Ich denke gerne zurück an die magischen Momente, als der luftgefederte und vollklimatisierte Allrad-Pick Up uns sanft und sicher über die kilometerlangen Sanddünen getragen hat. Ein Roadtrip zwischen Luxuslodge und Glamping-Camps. Die endlose Weite dieser archaischen Landschaft lässt jedesmal aufs Neue ein Tor in mir aufgehen, für das sonst kaum etwas im Leben den Schlüssel hat. Der Weg ist das Ziel. Die Fenster geöffnet, den Fahrtwind im Haar, die Sonne auf der Haut, einheimische Klänge im Ohr und Leichtigkeit samt großer Freude im Herzen. Unterwegs sein.
Wenn ich in der Wüste bin, lässt mich der Blick in die Ferne jedesmal aufs Neue wissen: So sah es hier auch schon vor Millionen von Jahren aus. Kein Strommast. Kein Handy-Sender. Keine Straßen. Keine Häuser. Keine optische Landschaftsverschmutzung. Unberührte Reinheit. Nichts, das auf menschliche Zivilisation hinweist. Augenschmaus auf Endstufe. Es ist so anders als daheim. Archaik vom Feinsten. Ich liebe diesen Natur-Pur Charakter im Südwesten von Afrika.
Jeden Abend freuen wir uns aufs Neue über die hereinbrechende Nacht – in der Wüste ein ganz besonderes Spektakel unter dem schönsten Dach der Welt. Einschlummern unter dem Glitzer tausender kontrastreicher Sterne. Zu Hause liebe ich es, ein warmes Schaumbad zu nehmen. Hier an den Wüstenabenden entdecke ich eine neue Lieblingsdisziplin: Das warme Windbad. Die ins Freie rollbaren Betten machen es möglich. Weite und keine Spur von Zivilisation. Danach verzehre ich mich.
Reisen Deluxe am anderen Ende der Welt. Unterwegs sein. Es ist so anders und genau dieser Kontrast macht die Würze. Neues erforschen. Abenteuer erleben. Wärst du, liebe Reise, eine Frau, ich würde mich dir hingeben. Jedes mal mit großer Lust aufs Neue. Ein Trieb der tief in uns sitzt. Bekanntes Terrain verlassen. Die Neugierde stillen. Früher lockte das nächste Tal, heute tut es der nächste Kontinent. Die Dimensionen haben sich verschoben. Über den Tellerrand blicken. Neue Kulturen, neue Bräuche, neue Gerüche, neue Gepflogenheiten, neue Menschen, neue Bräuche. Landschaften, die uns mit offenem Mund staunen lassen, weil sie so bizarr und anders sind als alles, was wir kennen. Ist nicht das die Würze des Lebens? Uns auf zu neuen Ufern zu machen, unseren Synapsen neue Verschaltungen zu gönnen, um so unseren Horizont zu erweitern.
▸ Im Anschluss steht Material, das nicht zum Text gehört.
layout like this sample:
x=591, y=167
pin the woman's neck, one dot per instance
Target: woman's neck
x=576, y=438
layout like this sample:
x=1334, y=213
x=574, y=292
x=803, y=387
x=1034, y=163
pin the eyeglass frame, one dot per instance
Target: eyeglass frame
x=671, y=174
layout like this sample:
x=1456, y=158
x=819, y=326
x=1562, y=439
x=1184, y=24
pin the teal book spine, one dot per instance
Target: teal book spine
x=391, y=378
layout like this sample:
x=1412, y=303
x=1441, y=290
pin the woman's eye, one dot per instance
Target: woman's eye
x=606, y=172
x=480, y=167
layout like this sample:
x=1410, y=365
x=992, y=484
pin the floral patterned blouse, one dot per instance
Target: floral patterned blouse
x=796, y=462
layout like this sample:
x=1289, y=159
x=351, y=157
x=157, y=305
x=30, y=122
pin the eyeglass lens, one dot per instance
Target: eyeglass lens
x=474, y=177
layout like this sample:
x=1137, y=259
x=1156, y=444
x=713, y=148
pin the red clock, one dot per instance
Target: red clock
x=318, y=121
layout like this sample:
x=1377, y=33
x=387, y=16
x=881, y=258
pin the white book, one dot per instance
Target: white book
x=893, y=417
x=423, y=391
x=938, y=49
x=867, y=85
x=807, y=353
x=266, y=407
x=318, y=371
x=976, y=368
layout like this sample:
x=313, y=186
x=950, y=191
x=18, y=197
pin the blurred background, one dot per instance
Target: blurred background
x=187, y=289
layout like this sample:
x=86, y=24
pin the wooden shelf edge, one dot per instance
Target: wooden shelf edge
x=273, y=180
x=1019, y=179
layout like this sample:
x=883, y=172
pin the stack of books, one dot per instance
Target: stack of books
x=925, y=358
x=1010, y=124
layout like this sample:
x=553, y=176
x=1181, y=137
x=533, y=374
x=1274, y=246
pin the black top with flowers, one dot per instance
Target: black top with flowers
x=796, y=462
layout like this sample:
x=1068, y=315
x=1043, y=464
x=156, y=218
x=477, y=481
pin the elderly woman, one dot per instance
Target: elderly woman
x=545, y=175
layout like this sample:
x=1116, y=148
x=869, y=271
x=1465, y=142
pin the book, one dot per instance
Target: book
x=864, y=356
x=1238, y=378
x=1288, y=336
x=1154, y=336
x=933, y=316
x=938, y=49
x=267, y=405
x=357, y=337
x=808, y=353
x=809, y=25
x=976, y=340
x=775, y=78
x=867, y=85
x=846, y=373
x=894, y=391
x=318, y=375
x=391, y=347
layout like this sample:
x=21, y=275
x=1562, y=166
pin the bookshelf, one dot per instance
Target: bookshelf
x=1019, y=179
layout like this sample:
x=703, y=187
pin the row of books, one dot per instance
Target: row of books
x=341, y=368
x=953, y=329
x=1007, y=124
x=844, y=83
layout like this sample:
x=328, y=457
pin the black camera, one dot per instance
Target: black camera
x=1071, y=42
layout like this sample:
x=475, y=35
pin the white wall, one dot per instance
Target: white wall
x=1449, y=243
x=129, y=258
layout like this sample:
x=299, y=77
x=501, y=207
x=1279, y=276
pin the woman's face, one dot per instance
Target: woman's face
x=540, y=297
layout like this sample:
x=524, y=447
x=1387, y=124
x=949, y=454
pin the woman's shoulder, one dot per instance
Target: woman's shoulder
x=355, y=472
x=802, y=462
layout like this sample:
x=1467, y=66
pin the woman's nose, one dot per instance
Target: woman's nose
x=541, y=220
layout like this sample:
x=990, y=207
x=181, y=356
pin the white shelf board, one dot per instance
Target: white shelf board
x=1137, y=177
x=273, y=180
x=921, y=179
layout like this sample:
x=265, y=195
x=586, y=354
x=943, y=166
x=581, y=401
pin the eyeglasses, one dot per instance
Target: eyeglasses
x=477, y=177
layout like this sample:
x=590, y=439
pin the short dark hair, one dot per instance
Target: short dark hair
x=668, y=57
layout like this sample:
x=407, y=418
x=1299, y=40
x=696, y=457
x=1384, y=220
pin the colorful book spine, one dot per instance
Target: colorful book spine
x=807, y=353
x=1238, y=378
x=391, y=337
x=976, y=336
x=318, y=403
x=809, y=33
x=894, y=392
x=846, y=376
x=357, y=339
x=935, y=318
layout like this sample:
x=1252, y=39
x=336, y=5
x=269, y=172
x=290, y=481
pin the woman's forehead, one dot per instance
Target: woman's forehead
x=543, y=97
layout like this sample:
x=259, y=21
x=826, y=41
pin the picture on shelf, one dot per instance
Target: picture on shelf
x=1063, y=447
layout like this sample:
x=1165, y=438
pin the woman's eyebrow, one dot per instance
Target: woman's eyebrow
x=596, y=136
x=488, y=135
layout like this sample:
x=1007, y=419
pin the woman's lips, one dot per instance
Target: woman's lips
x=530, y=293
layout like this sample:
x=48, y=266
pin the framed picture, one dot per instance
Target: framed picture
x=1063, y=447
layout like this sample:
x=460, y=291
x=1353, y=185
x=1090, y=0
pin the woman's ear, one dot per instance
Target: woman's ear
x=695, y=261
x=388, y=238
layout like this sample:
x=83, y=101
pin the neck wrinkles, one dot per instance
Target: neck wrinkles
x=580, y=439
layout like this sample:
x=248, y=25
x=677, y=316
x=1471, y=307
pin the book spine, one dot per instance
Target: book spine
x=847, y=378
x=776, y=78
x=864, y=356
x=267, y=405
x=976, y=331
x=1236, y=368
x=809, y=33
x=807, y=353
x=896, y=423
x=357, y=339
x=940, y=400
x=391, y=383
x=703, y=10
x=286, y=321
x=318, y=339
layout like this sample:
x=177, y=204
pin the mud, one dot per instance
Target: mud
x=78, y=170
Es geht aber auch ganz anders. Bewegung und Entwicklung müssen nicht immer die Zutaten einer Reise sein. Wenn uns bei maledivischen Bedingungen im Schatten des Palmenblätterdachs der salzgetränkte Tropenwind wie ein guter Freund zart über den Rücken streicht, dann steht für viele von uns die Zeit still.
Einfach beim Eintauchen ins glasklare Nass all die Last des stressigen Alltags von uns spülen und beim Trocknen im schneeweißen Sand Den Lebensakku wieder aufladen. Wenn ich dann aus der Hängematte die Farben des Meeres bestaune, dann denke ich mir oft: „Was im Leben ist schöner?“ Lebenslust inhalieren und nach dem malerischen Sonnenuntergang künstlerische Buffets genießen, egal ob mit dem Auge oder dem Gaumen. Auch das kann reisen sein. Der einen das süße honigtriefende Baklava, dem anderen den pikant gewürzten Oktopus vom Grill. Geschmäcker sind verschieden. Es lebe die Vielfalt.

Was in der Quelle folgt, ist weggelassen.